Bilan: un mort, le temps

 

  Le conte du pêcheur et du djinn dans les Mille nuits et une (nuits 3 à 9) est le pendant arabe du mythe de Pandore. Le pêcheur remonta de la mer un flacon de cuivre. Il pensa d'abord le vendre au marché tel quel, mais il l'ouvrit quand même, "pour voir ce qu'il contient". En jaillit Sakhr, le démon que Salomon fils de David jeta enfermé au fond des mers. Au début de sa plongée, le djinn entendait gratifier celui qui le sauverait des trésors de la terre. Mais quatre siècles de vie de sardine le mirent de mauvaise humeur: "Si quelqu'un me délivre maintenant, je le tuerai et lui ferai choisir sa mort."

  Le topos de Pandore paraît fonctionner comme une horloge suisse, en réalité il cloche. Au lieu d'accomplir son serment dès sa délivrance, le djinn tint d'abord à s'expliquer: "Ecoute mon histoire, pêcheur." Comme Maître Renard, comme le Chat Botté, le pêcheur joua de la vanité de son ennemi en virtuose. Il l'écouta sagement, puis lui lança un défi: "Comment as-tu pu tenir tout entier dans ce flacon où tu ne pourrais introduire ni la main ni le pied? Le démon se secoua et redevint une fumée qui monta au ciel, puis se rassembla et pénétra dans le flacon. Le pêcheur se précipita, prit le bouchon de plomb empreint du sceau de Salomon et obtura soigneusement l'orifice."

  Troisième acte, où l'on apprend que la boîte de Pandore est en réalité une Matriushka larmoyante, mélange de poupée russe et d'oignon. Au lieu de précipiter le djinn dans la mer, le pêcheur commenta leurs relations à son tour: "Tu mens!
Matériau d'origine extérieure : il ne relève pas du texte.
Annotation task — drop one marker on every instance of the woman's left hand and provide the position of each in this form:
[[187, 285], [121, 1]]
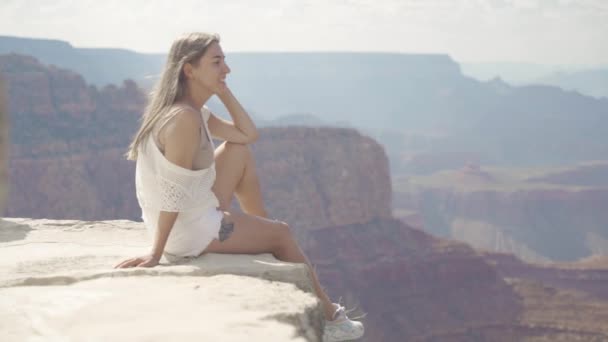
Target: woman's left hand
[[143, 261]]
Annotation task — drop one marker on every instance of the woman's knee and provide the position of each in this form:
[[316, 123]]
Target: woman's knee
[[284, 235], [242, 150]]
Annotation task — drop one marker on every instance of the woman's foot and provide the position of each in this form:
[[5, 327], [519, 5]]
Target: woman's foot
[[341, 328]]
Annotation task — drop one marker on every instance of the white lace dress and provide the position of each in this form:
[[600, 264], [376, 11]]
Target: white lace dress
[[163, 186]]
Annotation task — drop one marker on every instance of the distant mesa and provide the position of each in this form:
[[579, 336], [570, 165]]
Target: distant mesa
[[473, 172]]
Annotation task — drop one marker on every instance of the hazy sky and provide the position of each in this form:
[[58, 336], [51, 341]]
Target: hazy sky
[[541, 31]]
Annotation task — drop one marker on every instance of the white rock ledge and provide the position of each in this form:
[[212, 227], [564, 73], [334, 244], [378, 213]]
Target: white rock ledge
[[57, 283]]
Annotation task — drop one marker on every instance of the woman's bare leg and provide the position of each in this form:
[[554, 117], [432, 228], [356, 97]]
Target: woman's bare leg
[[254, 235], [236, 175]]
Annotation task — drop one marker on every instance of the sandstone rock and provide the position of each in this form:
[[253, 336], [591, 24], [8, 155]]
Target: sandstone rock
[[57, 282]]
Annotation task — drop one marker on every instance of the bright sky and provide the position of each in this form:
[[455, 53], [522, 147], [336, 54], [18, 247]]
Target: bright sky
[[539, 31]]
Toi et moi sommes comme le vizir du roi Yûnan et le médecin Dûbân." Flairant la brèche, Sakhr s'y engouffra: "Mais qui sont ce vizir et ce médecin et quelle est leur histoire?" Ne se sentant plus de joie, maître pêcheur laissa tomber sa proie, il se mit à raconter des histoires. Pas une, pas deux, trois, toutes, des variations sur "gare aux bavards, fi des curieux."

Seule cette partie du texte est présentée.